Time
    Monday, 6th December, 2021 (15:30 UTC) - Monday, 6th December, 2021 (16:30 UTC)
    Room
    Plenary Room

    With emerging technologies already impacting the global labour market and some of their practical applications and risks still to be discovered, acquiring talent, and maintaining employees competent to deal with technological developments is strategically important. Access to technologies will tend to be less of a challenge than finding the manpower able to exploit them. Talent drains are common in the digital sector, as is difficulty finding the equitable conditions to manage labour-employer relationships.

    The future of work will face several changes: a shift in demand away from office support positions, machine operators and other occupations, edging towards ICT professionals; a move from more stable relationships in employment to independent, flexible or freelance employment deprived of traditional social protection benefits; a need for constant updating of skills to keep pace with evolutions in technology; a transfer of human capacities to more reflective, creative, and complex tasks rather than repetitive and labour-intensive ones. 

    However, the impact of these new technologies on labour markets and income distribution is not predetermined. The right policy mix and institutional arrangements can ensure that the benefits of innovation are shared broadly, which is an essential step to achieving the SDGs. Governments, as well as international organizations, should work together on an approach that facilitates the adoption and diffusion of new technologies while addressing their negative consequences.
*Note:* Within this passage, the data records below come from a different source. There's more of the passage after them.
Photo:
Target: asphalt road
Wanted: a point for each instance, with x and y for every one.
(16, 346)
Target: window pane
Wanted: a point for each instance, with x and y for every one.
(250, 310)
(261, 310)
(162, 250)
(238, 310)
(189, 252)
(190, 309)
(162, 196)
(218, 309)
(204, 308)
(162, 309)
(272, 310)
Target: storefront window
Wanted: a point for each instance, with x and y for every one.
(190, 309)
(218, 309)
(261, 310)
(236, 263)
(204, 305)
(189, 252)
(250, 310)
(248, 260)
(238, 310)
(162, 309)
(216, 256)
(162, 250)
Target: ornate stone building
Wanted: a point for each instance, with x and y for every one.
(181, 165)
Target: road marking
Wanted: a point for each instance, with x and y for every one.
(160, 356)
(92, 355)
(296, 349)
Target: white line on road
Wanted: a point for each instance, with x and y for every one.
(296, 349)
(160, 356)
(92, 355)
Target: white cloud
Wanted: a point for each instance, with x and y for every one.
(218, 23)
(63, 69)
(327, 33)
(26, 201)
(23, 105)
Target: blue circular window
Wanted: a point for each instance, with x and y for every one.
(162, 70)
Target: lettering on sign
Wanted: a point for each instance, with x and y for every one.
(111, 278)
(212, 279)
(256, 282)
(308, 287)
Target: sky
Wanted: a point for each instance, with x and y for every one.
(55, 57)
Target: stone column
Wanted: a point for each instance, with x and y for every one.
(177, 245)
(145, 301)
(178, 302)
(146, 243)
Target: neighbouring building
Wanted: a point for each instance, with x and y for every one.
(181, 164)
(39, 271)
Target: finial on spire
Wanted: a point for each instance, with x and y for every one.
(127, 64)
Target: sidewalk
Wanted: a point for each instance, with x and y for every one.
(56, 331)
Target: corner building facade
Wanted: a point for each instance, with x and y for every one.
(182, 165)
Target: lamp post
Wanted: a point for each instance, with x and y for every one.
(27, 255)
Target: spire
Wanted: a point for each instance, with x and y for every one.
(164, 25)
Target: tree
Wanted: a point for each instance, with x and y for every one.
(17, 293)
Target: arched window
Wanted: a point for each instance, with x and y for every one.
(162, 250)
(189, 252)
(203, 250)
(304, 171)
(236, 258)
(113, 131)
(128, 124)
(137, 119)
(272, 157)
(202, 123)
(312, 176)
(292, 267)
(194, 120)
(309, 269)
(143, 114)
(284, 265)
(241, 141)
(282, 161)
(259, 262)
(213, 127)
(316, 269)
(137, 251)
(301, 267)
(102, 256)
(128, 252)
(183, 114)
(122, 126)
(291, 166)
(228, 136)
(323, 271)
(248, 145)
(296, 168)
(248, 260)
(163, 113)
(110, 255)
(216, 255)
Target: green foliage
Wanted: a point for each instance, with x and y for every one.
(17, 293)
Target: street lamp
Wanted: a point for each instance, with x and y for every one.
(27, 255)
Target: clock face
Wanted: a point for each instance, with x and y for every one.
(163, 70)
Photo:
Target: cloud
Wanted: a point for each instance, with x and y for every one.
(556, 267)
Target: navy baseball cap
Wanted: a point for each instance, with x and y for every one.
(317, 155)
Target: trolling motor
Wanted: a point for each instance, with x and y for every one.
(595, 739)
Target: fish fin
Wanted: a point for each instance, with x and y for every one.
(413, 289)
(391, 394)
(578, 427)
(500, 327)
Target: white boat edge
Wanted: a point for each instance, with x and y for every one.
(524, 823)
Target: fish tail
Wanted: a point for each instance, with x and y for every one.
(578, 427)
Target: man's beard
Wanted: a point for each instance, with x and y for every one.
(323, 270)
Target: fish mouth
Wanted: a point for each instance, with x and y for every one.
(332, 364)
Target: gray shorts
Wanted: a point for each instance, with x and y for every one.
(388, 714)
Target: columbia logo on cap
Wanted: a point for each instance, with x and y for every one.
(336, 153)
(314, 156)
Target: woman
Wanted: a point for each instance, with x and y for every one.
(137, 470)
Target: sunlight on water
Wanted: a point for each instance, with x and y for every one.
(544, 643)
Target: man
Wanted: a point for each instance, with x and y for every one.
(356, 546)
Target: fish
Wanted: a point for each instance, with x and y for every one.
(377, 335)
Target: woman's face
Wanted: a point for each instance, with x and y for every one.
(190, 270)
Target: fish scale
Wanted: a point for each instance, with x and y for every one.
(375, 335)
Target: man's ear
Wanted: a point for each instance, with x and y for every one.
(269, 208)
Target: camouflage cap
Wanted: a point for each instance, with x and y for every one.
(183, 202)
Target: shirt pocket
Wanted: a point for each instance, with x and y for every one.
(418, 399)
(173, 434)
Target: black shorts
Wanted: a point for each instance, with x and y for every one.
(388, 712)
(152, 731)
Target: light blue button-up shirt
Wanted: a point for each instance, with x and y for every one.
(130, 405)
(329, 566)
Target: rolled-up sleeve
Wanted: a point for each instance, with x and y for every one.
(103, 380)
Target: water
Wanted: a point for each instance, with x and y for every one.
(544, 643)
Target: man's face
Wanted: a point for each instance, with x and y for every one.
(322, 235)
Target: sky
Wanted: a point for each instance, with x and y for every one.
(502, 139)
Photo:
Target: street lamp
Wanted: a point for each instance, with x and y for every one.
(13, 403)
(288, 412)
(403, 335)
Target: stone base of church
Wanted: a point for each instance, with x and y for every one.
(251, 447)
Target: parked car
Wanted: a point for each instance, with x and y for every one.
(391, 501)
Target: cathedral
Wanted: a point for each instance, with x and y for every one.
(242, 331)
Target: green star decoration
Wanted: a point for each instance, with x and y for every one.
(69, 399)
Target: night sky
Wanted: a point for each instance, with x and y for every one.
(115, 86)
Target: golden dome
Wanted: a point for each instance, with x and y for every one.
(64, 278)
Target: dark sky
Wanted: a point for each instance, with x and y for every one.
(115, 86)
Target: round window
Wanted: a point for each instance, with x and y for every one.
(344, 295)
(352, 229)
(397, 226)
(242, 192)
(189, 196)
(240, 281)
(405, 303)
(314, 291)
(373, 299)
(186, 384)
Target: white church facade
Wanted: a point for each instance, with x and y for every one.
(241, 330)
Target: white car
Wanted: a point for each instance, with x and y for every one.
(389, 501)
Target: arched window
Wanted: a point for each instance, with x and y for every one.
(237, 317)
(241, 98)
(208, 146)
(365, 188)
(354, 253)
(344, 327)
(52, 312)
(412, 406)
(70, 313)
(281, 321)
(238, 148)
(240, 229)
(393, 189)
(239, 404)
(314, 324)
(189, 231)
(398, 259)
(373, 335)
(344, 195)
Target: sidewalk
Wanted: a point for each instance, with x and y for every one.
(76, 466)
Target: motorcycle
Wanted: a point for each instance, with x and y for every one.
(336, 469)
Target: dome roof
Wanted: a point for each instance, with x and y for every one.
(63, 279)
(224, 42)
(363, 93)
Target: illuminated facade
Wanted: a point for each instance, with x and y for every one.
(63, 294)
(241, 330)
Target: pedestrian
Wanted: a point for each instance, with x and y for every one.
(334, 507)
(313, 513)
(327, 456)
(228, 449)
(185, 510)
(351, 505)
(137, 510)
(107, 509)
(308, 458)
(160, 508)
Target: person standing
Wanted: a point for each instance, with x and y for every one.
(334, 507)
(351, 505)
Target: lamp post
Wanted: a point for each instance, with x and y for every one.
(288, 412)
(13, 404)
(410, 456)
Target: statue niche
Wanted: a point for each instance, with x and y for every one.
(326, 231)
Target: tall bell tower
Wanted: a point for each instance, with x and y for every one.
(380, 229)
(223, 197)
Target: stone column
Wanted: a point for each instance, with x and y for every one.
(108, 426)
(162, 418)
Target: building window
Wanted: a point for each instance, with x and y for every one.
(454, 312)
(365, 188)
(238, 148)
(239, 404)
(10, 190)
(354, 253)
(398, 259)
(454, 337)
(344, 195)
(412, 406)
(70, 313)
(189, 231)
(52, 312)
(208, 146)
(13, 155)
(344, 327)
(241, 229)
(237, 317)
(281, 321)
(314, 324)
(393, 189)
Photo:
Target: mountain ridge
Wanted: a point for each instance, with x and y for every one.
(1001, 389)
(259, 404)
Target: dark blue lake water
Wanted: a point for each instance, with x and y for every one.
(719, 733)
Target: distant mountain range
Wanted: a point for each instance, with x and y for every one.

    Our daily work has become not only more dependent on digital skills, but also more mobile and less dependent on geography. This challenges us to create new forms of management and to refine the balance of remote work relationships. The so-called gig economy and its implication of unstable work conditions is a related issue. A discussion is pending on how to better address the challenge of permanent employment being increasingly substituted by temporary work, and a single employer being replaced by multiple concurrent ones, in ways that affect traditional workforce protections.

    The discussion will focus on policy alternatives, from educational ones addressing early education (including STEM-focused) and constant reskilling for future employment, to ones dealing with new forms of balancing in employment relationships. The panel will reflect on policies that can help employees and society at large to manage the transition with as little disruption and as many benefits as possible.